For a good part of my IT career I worked as a consultant for large professional consulting firms in Europe and here in Australia. I’d be assigned to large scale software development projects and design and build systems with a small team of developers. Most of us had around 5-10 years IT experience at that point, were led by a more experienced project manager and architect and we’d spend months writing requirements specs, technical specs, attending meetings, writing more documents, creating proof of concepts, getting customer buy-in and finally cutting code.
The end result was usually a very expensive piece of software put together by a team of developers starting out in their IT careers. Most of my fellow developers tended to write fairly decent code – but unfortunately not all. The software would need to progress through many iterations before most of the significant bugs were ironed out. The customer would eventually get a solution that met their requirements – often many months later after many iterations of testing and bug fixing.
A large part of the cost and delay in delivery would relate to time spent writing and reviewing upfront business analysis and design documentation, attending meetings and jumping through process hoops.
Unfortunately this model of acquiring custom software – i.e. paying a big name consultancy firm (using a large crew of often junior to intermediate level programmers) – is still the norm for many large corporate projects. Whilst there are certainly many successful projects delivered this way, on the flip side many businesses are also deploying buggy software with often atrocious usability that is late to market and has cost them a small fortune.
Here are some examples of the pain points I’m talking about:
- Insurance companies are deploying insurance quoting software that resets all form data where you click the ‘back’ link, doesn’t validate street addresses and allows non-numerical data in numerical input fields.
- Parents are struggling with school reports software with very poor usability that even a seasoned tech head can’t figure out.
- Organisations that seek advice on technical strategy are often forking out tens if not hundreds of thousands of dollars for technical consultancy.
Based on my experience, both working within large corporate and government IT projects and as an independent consultant, I know there is a better way.
Micro consultancy and rapid development
On many projects a small team of experienced developers – and by small I mean 4 to 6 tops for most medium scale projects – can achieve results in terms of quality and time to market that far outstrip the capabilities of a larger team made up of junior to mid level programmers and outsourced staff. There is really no substitute for experience.
I’ve seen it with my own eyes – multiple times. Some years back I worked with an excellent group of highly experienced Java EE programmers on a mobile payments project. There were 6 of us on the team and the quality of the output and the speed with which we delivered working code was exceptional. Team leadership had a lot to do with it – our team lead was a legend (hat tip to Bern ;)), but in general it was the depth of experience in the team that made all the difference. This is the depth of experience that can only be developed with time at the coal face – the depth of experience that a lot of seasoned freelancers and contractors will have, but will not generally be available in junior to mid level programmers starting their careers in a consultancy.

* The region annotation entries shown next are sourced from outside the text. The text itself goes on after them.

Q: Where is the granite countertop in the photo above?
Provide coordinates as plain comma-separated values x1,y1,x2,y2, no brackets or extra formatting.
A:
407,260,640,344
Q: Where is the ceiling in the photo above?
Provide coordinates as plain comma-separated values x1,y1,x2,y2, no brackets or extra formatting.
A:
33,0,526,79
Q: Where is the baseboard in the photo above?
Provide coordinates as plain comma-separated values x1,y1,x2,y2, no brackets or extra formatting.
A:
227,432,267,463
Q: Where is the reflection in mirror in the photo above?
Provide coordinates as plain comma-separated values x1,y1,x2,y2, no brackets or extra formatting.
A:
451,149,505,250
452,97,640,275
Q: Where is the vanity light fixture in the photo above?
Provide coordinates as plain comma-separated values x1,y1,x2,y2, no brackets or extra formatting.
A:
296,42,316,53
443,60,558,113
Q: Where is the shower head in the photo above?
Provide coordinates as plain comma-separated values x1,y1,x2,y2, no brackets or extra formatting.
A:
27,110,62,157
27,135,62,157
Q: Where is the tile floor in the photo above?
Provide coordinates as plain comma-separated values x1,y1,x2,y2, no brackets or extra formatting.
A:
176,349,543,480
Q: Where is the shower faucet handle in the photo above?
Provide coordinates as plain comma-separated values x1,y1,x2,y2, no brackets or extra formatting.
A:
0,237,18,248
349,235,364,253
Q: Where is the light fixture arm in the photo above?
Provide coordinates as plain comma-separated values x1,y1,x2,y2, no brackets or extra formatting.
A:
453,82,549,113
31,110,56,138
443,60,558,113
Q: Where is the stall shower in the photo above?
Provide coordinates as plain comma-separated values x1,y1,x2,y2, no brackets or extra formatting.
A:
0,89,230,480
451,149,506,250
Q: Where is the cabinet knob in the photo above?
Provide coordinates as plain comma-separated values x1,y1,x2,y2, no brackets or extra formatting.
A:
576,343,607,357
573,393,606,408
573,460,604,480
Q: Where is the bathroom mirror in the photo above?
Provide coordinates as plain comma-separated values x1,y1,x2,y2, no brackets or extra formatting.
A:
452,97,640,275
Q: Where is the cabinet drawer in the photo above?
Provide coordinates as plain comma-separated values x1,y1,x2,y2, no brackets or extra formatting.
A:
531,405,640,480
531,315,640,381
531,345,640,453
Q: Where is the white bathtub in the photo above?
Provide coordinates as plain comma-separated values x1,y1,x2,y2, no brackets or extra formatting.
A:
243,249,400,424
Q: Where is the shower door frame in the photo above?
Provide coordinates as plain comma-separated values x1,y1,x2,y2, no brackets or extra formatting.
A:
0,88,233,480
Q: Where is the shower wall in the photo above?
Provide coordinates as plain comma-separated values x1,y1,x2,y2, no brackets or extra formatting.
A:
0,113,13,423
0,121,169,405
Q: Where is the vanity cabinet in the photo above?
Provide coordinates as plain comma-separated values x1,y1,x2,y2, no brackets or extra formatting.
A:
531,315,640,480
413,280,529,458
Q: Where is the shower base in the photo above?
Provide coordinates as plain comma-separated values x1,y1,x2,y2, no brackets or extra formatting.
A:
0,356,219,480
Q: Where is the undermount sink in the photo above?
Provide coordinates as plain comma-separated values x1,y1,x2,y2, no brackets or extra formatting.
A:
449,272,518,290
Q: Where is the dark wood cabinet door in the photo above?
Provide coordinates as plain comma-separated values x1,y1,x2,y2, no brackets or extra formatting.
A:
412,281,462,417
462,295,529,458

Realising that a small agile (more about that later) team of experienced developers can produce code of higher quality, more quickly to market than a larger team of less experienced programmers (following a consultancy’s homebrand methodology) was a light bulb moment for me.
Ok it’s fairly obvious you’d say.. and you’d be right. Except that it’s obvious to you if you’re in the software development business – but not if you’re a business looking for software development expertise. The default option is often to pick a big name consultancy over a ’boutique’ software agency down the road.
When that light bulb went off in my head here’s what I realised.
Businesses don’t always need to hire expensive teams to develop software. Many solutions can be provided by a small team of highly experienced developers following a ‘process light’ / agile development methodology, using rapid development practices and supporting tools.
Notice the key elements to the magic formula:
- Highly experienced developers
- Agile development methodology
- Rapid development practices and tools
Another aspect to the magic formula above is that the team do not have to be employees of the same business. They can be a team of freelancers working collaboratively on the same project. Much as with open source projects (for example this recent Github offering) where developers will usually not work for the same organisation, freelancers will collaborate together for mutual benefit.
In order to ensure that only ‘highly experienced’ freelance developers were invited onto a particular project there would need to be some form of vetting or pre-qualification process of course.